The Local Government Reform Bill 2013 is nearly through the Oireachtas. It gives effect to ‘Putting People First: Action Programme for Effective Local Government’, published in 2012 by the Minister for Environment, Community and Local Government. The changes proposed will give ultimate control over local and community development to local authorities. This has been described as bringing coherence to the sector by the Minister. It has been described as a takeover of civil society and a power-grab by practitioners and academics.
The Bill provides for the establishment of Local Community Development Committees (LCDCs). These are ostensibly independent of the local authority. But, as the Minister recently stated in the Dáil, they are local authority committees, and membership of these LCDCs will be tightly controlled. The LCDCs are supposed to achieve an alignment between local and community development and the work of local authorities. On the surface this may seem practical and difficult to argue against in these times of limited resources. However, for those of us engaged in the community sector this is more about control. There is a danger that the alignment process will bring to an end any independent community development work that remains at local level.
LCDCs are to be responsible for what is done and spent in the fields of local and community development and for the co-ordination, governance, planning and oversight of all publicly funded local and community development work. It is likely that what is left of an independent community sector will have to implement what is decided by the LCDCS. In the future local and community development work will be tendered, opening the way for privatisation of community development. Profit may replace social justice as the driver.
The community sector is that element of civil society that works with and represents the most disadvantaged and marginalised communities. It works to challenge and reduce poverty, social exclusion and inequality. It is a key part of our democracy and provides for a form of participative democracy, giving people opportunities to engage in decisions that affect them. Community development is the approach used by the community sector in its work to bring about positive social change. It is based on participation, collective action and empowerment.
We had built an impressive, if sometimes imperfect, grassroots infrastructure. State-funded programmes, State-funded, supported the work of independent community organisations within disadvantaged area-based communities and within communities such as Travellers and disadvantaged women. Community organisations often find themselves advocating against policy or legislation that will negatively affect their communities or advocating for changes in policy that will have positive impacts on their communities. They must remain outside the control of the state if this crucial advocacy work is to continue.

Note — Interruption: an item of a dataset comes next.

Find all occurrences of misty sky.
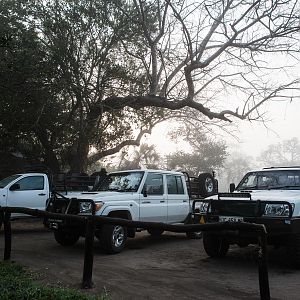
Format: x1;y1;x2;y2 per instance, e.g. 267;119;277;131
145;99;300;157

The 2001 White Paper on a Framework for Supporting Voluntary Activity and for Developing the Relationship between the State and the Community and Voluntary sector had acknowledged this. It stated that “it would be wrong for Government to seek to control and be involved in every aspect of voluntary activity, but there is no doubt that it can provide an enabling framework to help this activity. Where this involves direct supports, a delicate balance must be struck between having a relatively light official involvement and maintaining proper accountability”. This position now appears to have been reversed.
One of the most striking findings of the Community Workers Cooperative (CWC) work on this issue is the dearth of information and consultation with those directly affected by these changes. The CWC, along with other national organisations, is now seeking engagement with those most affected by the changes; an open and transparent selection process to the LCDCs; specific inclusion of those who represent the interests of women, Travellers, migrants and other minority groups, and socially and economically disadvantaged communities within LCDC structures; respect for the community sector/civil society to remain independent and autonomous of the State; and adequate resources to make this a reality. The Local Government Reform Bill will bring decision-making further away from disadvantaged communities. Concerted efforts are required to ensure that, at the very least, the interest of these communities is at the core of the work of the LCDCs.